In nearly every class or one-on-one research session I’ve facilitated, I’ve learned something new from my students. I treat them like the experts on their subjects and assignments. My job is to simply connect them to the information they want by giving them the tools they need to find it. My goal is to hand them the tools they need to be confident in their own abilities to do research and analyze sources. Being a coven leader is very much like that – it’s my job to connect my students to the information and experiences they need to grow. It is not my duty to tell them how to interpret their experiences.
The Paradox of Coven Leadership
Leading a coven can sometimes be like putting on a one-shot class. As a coven leader, you try to think of what will have the most impact on your students within a certain time frame (like a ritual). Many Gardnerians I know put a tremendous amount of care and effort into training their students. Those same individuals place quality over quantity when it comes to numbers of students and subjects they cover.
Much like librarianship, leading a coven requires skill and patience. Coven leadership can look like different things to different people, particularly Gardnerians. Some of us lead covens at Second Degree and others at Third. It’s not important to focus on why that’s the case but, instead, to focus on what that means. It suggests that what it takes to lead a coven isn’t necessarily tied up with a person’s degree as much as their traditional knowledge and leadership skills. Just because a person is a Third Degree does not mean they will make good coven leaders. And just because a person is a Third Degree does not mean they have a greater relationship to the tradition than a First Degree.

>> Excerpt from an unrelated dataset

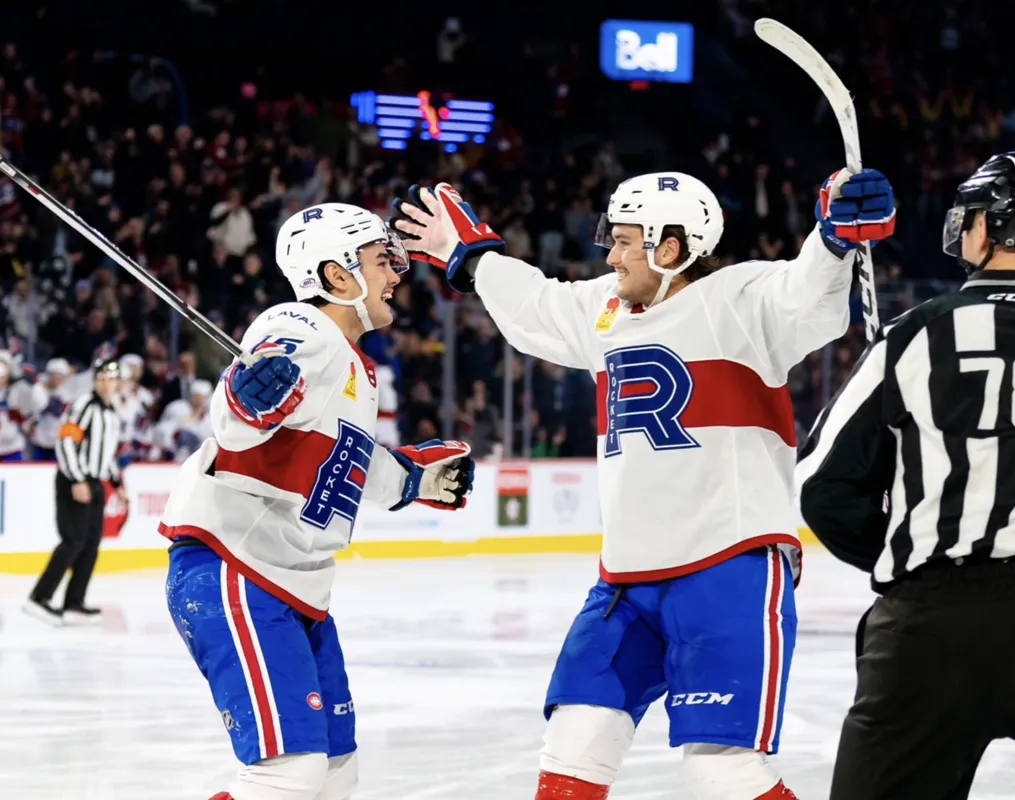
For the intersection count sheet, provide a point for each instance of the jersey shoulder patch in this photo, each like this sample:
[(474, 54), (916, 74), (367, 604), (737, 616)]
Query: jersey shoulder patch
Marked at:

Who’s really teaching whom in a coven?
When I first began leading a coven, I didn’t yet understand what it would mean to take on that responsibility. Initially, my energy was directed toward passing the tradition as I was taught. I was focused on teaching what I knew instead of building upon what my students already knew. There’s a lot of knowledge to be passed around the coven that doesn’t always come from the coven leaders, though. While our students may not have the same knowledge we have of the tradition, they can have an equal knowledge of something else. We should celebrate that, and take advantage of it.
I now better understand where I exist on the knowledge scale. I know what I was taught and I know what I’ve experienced. What I don’t know is greater than those two things combined. I exist as both the teacher and the student. I exist in the liminal space of Knowing and Unknowing. No degree will ever change that.